28/29 April 2021
According to the requirements of pharmacopoeias (e.g. EU or US), batches of sterile injectables must be 100% visually inspected. This test, which is to be rated as an in-process control, must be validated; because of its probabilistic nature. However, it is not 100% free from errors. That means that the discovery of defects like particles, for example, is a question of probability. Visual inspection cannot rule out the presence of defects in a tested batch. The higher one raises the probability of detection, the higher the so-called False Reject Rate goes, meaning the rejection of actually error-free test pieces.
Now, how is one to handle the fact that the result of an officially required batch test might not be 100% correct?
For this, the US Pharmacopoeia intended an additional sampling inspection of containers which were found to be adequate in chapter <790>. After much delay (because of US-internal discussions), the additional chapter <1790> was published now, too. Intended are so-called AQL tests (acceptable quality limit). Depending on the number of containers in a batch, a dictated AQL table defines the size of the sample, which is then visually inspected and in which only a fixed number of defects may be found. The number thereby depends on the criticality of the defect. The number of permitted critical defects in an AQL test should be 0, numbers permitted for major and minor defects are also specified by the AQL limit. The USP set that limit at 0.65. This has the great advantage of making the pharmacopoeia requirement measurable that batches of parenterals must be practically or essentially free of particles.

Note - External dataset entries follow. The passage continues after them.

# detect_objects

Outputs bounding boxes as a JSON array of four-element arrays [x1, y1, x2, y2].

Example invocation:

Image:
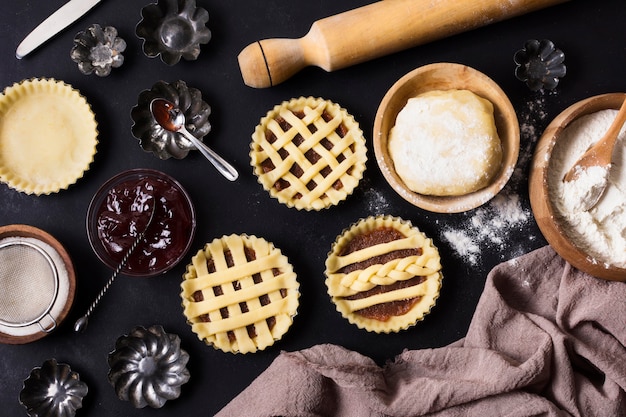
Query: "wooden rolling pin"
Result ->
[[238, 0, 568, 88]]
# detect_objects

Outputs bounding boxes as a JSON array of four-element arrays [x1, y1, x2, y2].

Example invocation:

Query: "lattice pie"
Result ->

The European Pharmacopoeia does not include a requirement about AQL testing, so far. Still, AQL testing is considered Good Industry Practice in Europe, as well, and is performed by many pharmaceutical companies. After all, GMP inspectors are also aware that a 100% (in-process) control is not absolutely free from errors.
On the other hand, the AQL testing may not be misused, either. Companies could release batches with known defects as long as they pass the AQL testing. Measures to investigate the defects and prevent them in the future wouldn't have to be taken, either. This does not correspond with the idea of quality in the pharmaceutical industry. This issue, however, is one of the reasons why the additional USP chapter <1790> has been published with so great a delay and only after the revision of some clarifying passages.